This is conditioning imho.  Cardio/ conditioning doesn't have to be done on a treadmill or a bike.  In fact, I feel those forms are trash.  

Also, if you're performing any multi joint, compound movement your goal should always be to accelerate the bar.  If you want to lift big, you gotta move fast.  Move slow and you'll move little weight.

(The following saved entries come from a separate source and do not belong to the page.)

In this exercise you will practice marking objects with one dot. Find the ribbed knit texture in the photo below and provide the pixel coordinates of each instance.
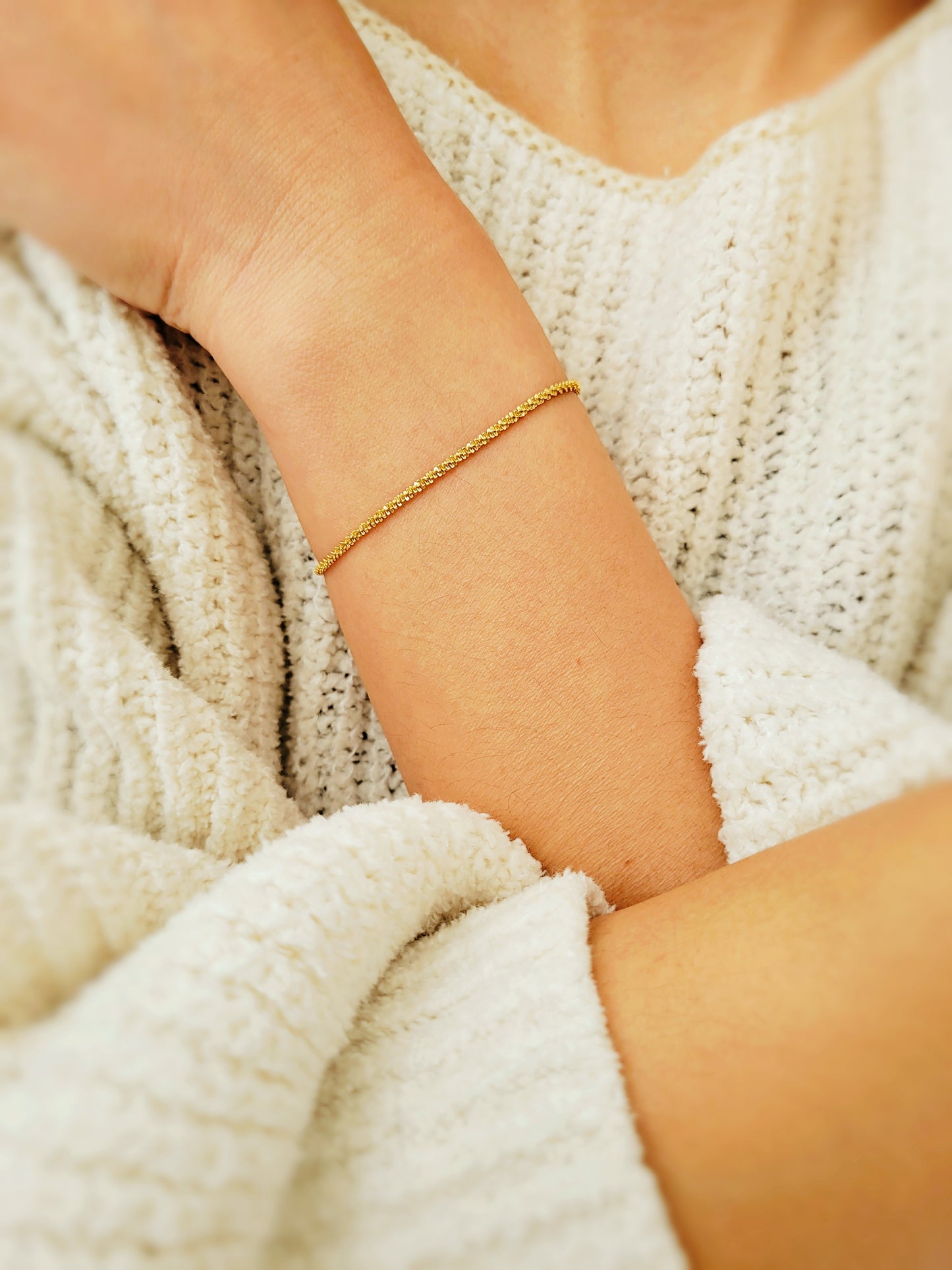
(372, 1039)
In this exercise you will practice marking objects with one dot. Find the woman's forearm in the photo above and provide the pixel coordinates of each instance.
(515, 626)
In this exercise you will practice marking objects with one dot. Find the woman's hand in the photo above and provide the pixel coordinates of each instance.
(240, 168)
(174, 148)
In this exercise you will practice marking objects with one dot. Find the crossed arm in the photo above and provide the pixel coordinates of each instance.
(522, 642)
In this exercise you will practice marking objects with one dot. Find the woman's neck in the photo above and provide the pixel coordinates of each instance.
(648, 86)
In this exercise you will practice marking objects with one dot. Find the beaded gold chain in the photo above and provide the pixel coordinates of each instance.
(457, 457)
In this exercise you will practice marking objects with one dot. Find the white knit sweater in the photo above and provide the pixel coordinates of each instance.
(224, 1043)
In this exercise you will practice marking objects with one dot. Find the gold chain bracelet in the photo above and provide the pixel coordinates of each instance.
(460, 456)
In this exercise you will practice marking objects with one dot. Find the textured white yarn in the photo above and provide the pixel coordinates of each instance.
(267, 1064)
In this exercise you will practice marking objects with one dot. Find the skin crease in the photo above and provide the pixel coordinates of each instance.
(271, 200)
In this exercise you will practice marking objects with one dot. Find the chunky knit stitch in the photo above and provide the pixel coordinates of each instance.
(240, 1030)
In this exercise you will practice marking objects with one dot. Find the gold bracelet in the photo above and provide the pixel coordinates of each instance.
(467, 451)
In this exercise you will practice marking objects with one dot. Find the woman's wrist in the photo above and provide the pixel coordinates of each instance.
(371, 359)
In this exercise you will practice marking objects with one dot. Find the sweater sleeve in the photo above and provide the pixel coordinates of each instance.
(798, 736)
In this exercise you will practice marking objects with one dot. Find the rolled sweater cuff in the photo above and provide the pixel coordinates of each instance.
(798, 736)
(479, 1116)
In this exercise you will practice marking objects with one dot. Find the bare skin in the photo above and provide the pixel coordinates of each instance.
(372, 328)
(272, 201)
(785, 1027)
(648, 86)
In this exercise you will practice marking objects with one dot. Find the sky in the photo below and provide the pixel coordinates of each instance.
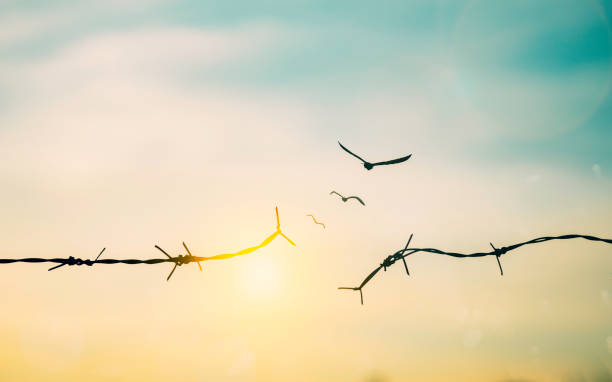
(129, 124)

Remember Louie Simmons and his focus on F = M x A.  Force = Mass x Acceleration.  You can get stronger by moving heavier weight OR by moving the weight faster.


----------



## Trendkill (Jun 8, 2021)

Maximal strength is all about the CNS. It’s why heavy singles are so important in training. The recruitment of muscle fibers and the coordination of multiple muscle groups during a max lift is all managed by the CNS. Google intermuscular and intramuscular coordination. If you really want to understand it read Zatsiorisky’s “science and practice of strength training”. He goes into the role of the CNS in depth and the importance of consistently training using ones training level of arousal as opposed to competition level arousal. It’s fascinating stuff. He’s book I’ve ever read on the topic.


----------



## Steeeve (Oct 18, 2021)

Compensatory Acceleration Training: Maximizing Each Rep, Each Set
					

Live, Learn, Pass on...




					www.elitefts.com
				




You'd likely find Hatfields CAT style interesting as well


----------



## Worf (Nov 3, 2021)

Heavy singles, train how you compete


----------